Les personnages romanesques sont
légion à voir leur vie bouleversée.
Dostoïevskiens, kafkaïens ou existentialistes,
ces bouleversements les affectent - du moins depuis la fin
du XIXe siècle - dans leur conscience, tenant les
lecteurs en haleine en faisant de la littérature
un incomparable instrument de connaissance de l'âme
humaine.
Philosophe, Pascal Mercier - pseudonyme
du Bernois Peter Bieri, qui enseigne la philosophie à
Berlin - livre avec "Train de nuit pour Lisbonne"

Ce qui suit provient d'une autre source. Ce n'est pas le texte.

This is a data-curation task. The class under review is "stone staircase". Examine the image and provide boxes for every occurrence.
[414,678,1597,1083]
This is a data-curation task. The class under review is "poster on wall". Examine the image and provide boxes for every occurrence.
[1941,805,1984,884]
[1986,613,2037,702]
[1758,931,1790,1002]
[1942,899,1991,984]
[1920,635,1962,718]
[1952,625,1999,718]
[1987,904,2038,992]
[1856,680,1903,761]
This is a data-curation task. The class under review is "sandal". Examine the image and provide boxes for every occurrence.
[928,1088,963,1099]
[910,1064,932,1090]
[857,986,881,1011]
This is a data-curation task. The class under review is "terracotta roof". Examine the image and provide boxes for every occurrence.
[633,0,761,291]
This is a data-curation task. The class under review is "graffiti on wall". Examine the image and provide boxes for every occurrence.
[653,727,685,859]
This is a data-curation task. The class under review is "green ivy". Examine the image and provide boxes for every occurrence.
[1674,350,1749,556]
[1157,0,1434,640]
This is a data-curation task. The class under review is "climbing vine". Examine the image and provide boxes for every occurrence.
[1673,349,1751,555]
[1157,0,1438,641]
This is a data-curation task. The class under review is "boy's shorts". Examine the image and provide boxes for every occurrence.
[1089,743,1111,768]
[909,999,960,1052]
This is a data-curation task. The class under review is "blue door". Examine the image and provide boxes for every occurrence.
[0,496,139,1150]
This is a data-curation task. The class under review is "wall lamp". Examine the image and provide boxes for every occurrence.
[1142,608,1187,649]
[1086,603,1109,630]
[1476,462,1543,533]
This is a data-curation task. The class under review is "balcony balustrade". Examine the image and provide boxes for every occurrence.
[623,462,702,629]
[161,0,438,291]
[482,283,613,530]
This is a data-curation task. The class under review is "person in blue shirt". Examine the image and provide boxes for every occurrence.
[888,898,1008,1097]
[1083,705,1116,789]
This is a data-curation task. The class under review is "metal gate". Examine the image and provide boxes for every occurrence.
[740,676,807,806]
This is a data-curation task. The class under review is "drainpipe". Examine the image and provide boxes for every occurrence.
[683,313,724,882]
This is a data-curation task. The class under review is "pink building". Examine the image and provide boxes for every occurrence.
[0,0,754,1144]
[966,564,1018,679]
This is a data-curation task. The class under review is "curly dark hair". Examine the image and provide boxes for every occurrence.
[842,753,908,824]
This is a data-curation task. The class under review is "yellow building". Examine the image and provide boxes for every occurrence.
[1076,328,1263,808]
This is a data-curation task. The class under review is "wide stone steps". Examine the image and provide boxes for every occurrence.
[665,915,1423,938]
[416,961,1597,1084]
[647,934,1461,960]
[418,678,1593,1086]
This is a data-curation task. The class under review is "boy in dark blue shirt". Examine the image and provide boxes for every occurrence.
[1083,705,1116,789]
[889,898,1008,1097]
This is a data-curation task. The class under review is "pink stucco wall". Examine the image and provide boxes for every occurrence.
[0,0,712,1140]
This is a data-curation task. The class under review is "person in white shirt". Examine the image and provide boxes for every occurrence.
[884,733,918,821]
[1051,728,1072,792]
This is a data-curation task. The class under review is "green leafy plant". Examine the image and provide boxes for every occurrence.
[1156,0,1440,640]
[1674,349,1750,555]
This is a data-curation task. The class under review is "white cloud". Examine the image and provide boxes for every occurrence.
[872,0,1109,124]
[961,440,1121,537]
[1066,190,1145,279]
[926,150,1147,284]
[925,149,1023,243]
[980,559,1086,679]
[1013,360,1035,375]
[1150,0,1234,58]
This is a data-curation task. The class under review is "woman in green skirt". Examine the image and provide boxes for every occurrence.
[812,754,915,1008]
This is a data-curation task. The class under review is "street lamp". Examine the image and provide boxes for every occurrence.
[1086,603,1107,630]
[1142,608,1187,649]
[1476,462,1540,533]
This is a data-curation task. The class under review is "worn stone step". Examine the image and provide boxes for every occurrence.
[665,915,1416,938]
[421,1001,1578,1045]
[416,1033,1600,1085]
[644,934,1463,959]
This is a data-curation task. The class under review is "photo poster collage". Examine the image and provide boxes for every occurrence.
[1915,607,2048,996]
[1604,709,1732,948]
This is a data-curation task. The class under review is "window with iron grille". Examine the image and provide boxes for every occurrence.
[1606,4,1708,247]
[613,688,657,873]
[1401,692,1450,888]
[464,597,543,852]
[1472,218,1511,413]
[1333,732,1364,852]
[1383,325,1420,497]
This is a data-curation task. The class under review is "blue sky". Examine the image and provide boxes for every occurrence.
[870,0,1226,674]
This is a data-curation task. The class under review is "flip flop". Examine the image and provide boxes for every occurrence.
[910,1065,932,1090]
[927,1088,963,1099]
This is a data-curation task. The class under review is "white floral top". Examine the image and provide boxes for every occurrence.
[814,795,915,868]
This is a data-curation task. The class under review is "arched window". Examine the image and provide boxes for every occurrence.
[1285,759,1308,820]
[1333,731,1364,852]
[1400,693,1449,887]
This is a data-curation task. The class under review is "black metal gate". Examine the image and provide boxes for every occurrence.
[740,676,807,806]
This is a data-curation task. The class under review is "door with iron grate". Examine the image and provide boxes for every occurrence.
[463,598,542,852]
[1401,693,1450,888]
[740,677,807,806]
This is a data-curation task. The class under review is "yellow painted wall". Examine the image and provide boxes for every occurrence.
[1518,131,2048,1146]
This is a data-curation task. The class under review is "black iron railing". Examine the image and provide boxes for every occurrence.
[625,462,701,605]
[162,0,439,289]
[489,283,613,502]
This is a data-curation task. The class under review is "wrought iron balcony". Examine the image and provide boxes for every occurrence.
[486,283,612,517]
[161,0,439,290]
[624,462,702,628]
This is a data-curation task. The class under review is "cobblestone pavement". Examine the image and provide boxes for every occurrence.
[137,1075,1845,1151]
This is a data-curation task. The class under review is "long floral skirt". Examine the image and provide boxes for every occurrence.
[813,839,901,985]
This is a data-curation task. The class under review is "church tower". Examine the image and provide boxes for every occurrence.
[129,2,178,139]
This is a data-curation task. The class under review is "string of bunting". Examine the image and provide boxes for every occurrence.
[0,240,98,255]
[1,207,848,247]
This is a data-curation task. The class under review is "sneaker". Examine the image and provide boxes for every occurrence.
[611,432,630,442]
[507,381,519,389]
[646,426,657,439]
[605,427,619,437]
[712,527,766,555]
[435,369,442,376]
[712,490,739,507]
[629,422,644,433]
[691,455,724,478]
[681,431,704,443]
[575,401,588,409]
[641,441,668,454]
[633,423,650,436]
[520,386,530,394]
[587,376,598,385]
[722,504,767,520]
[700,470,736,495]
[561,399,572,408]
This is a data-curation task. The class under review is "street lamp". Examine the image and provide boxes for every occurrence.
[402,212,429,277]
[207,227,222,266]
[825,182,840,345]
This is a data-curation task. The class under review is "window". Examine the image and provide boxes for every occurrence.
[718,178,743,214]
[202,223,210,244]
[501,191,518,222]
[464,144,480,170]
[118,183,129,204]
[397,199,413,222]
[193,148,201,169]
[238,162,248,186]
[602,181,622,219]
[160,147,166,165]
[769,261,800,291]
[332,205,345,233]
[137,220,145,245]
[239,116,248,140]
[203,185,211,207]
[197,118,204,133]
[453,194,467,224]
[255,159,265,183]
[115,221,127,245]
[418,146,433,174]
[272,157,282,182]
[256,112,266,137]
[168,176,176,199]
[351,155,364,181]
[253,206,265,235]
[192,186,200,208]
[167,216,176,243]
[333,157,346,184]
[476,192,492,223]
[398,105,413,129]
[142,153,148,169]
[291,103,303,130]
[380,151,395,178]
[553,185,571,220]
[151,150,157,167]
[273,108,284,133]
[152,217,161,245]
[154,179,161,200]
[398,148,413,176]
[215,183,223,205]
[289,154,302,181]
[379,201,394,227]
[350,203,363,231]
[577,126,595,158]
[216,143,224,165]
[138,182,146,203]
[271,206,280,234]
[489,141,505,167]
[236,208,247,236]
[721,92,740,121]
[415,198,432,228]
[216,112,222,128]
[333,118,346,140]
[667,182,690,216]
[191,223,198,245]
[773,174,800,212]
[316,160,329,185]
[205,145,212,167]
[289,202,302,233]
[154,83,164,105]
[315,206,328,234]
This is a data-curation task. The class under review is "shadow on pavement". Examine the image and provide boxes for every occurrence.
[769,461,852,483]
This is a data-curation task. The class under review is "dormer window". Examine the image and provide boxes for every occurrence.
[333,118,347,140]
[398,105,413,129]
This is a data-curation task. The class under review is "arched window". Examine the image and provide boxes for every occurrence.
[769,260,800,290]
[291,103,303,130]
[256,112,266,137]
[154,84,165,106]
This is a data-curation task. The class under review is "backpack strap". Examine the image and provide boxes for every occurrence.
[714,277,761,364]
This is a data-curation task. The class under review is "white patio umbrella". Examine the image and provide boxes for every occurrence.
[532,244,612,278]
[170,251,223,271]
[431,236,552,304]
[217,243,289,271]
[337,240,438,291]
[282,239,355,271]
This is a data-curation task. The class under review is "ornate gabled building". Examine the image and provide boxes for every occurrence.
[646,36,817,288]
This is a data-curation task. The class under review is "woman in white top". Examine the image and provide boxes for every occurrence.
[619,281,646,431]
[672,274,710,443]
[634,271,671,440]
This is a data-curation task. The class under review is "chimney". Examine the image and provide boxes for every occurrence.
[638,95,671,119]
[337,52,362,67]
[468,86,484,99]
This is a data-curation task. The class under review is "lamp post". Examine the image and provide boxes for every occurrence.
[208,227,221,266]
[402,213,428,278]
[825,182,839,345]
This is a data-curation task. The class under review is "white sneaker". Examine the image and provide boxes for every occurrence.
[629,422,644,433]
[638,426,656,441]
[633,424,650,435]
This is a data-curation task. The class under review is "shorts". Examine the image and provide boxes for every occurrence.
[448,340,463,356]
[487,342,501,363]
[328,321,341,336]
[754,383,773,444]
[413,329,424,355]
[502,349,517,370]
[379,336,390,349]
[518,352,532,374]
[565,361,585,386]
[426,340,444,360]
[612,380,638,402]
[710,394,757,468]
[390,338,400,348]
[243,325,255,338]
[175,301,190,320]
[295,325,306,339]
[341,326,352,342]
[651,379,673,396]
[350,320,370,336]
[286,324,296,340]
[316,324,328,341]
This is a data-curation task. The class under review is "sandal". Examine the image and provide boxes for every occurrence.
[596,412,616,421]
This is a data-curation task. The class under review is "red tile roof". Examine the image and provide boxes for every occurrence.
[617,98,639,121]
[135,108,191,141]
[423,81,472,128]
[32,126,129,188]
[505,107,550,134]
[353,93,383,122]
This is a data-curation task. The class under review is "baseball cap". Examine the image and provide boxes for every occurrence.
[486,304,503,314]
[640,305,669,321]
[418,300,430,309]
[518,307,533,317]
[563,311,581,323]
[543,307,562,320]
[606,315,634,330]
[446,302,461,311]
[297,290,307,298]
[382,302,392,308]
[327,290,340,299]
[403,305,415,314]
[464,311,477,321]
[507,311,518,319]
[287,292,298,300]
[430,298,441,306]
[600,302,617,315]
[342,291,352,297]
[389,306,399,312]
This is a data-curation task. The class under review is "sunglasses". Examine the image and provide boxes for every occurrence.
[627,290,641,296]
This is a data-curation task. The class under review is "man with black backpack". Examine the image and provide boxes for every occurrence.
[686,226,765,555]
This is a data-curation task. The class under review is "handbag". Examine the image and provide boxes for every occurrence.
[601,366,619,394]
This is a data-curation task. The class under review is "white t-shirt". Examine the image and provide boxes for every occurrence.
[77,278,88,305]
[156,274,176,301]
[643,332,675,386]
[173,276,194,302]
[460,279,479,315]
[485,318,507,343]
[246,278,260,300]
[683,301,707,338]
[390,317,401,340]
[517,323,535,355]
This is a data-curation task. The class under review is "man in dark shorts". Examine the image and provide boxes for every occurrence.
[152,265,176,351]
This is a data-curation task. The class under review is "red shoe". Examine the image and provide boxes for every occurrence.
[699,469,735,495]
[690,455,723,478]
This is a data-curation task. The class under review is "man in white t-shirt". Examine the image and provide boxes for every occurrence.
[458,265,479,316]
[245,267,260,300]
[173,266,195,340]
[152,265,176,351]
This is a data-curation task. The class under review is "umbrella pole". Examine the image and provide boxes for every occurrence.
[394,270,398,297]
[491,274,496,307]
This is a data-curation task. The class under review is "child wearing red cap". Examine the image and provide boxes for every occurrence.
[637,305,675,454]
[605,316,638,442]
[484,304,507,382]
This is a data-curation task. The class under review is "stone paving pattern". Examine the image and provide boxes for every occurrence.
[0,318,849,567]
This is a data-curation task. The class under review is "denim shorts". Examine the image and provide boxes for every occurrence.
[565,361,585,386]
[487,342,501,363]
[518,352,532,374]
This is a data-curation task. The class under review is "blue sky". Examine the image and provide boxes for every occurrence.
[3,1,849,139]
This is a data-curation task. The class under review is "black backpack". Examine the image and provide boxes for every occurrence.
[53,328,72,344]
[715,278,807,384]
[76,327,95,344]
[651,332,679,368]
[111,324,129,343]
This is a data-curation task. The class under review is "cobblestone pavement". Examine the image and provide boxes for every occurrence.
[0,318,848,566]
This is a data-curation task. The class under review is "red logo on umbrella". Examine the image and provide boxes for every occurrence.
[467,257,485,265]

("Nachtzug nach Lissabon", Hanser, 2004 traduit
par Nicole Casanova et paru en 2006 chez Maren Sell) un
troisième roman structurellement très abouti
dans lequel il fait un usage averti des techniques narratives
pour explorer les profondeurs de l'esprit et du sentiment.
Son "héros", Raimund
Gregorius mène une existence terne et tranquille
de professeur de langues anciennes dans un lycée
de Berne. Erudit infaillible mais sans ambition, vieux garçon
mal vêtu et ponctuel, il est affectueusement surnommé
"Papyrus" par ses collègues et ses étudiants
auprès desquels il jouit d'une certaine popularité
grâce à ses capacités d'écoute
et son respect inné des sensibilités de chacun.
Au hasard d'une rencontre dont la
mise en scène suit un déroulement emprunté
au film mélodramatique - le pont de Kirchenfeld,
la pluie, une femme penchée sur le parapet parlant
avec un accent étranger, un numéro de téléphone
et des feuillets qui s'envolent -, Gregorius va être
amené à découvrir une langue, vivante
cette fois, le portugais, qui le rappellera en quelque sorte
à la vie.
Quête et enquête
Car la rencontre manquée avec
la Portugaise sur un pont de Berne préfigure celle,
réussie cette fois, avec une culture et surtout une
écriture: ce sont les fragments rédigés
dans les années 1970 par un énigmatique médecin
lusitanien, Amadeu de Prado, sur lesquels Gregorius s'arrête
dans une librairie troublé par la sonorité
de cette langue, qui l'incitent à prendre le train
pour Lisbonne afin d'en savoir davantage sur leur auteur.
Placée sous le patronage de
Marc Aurèle ("Car chacun n'a qu'une vie, une
seule, et la tienne est déjà presque achevée
sans que tu aies eu le respect de toi-même"),
sa quête est en réalité aussi une enquête.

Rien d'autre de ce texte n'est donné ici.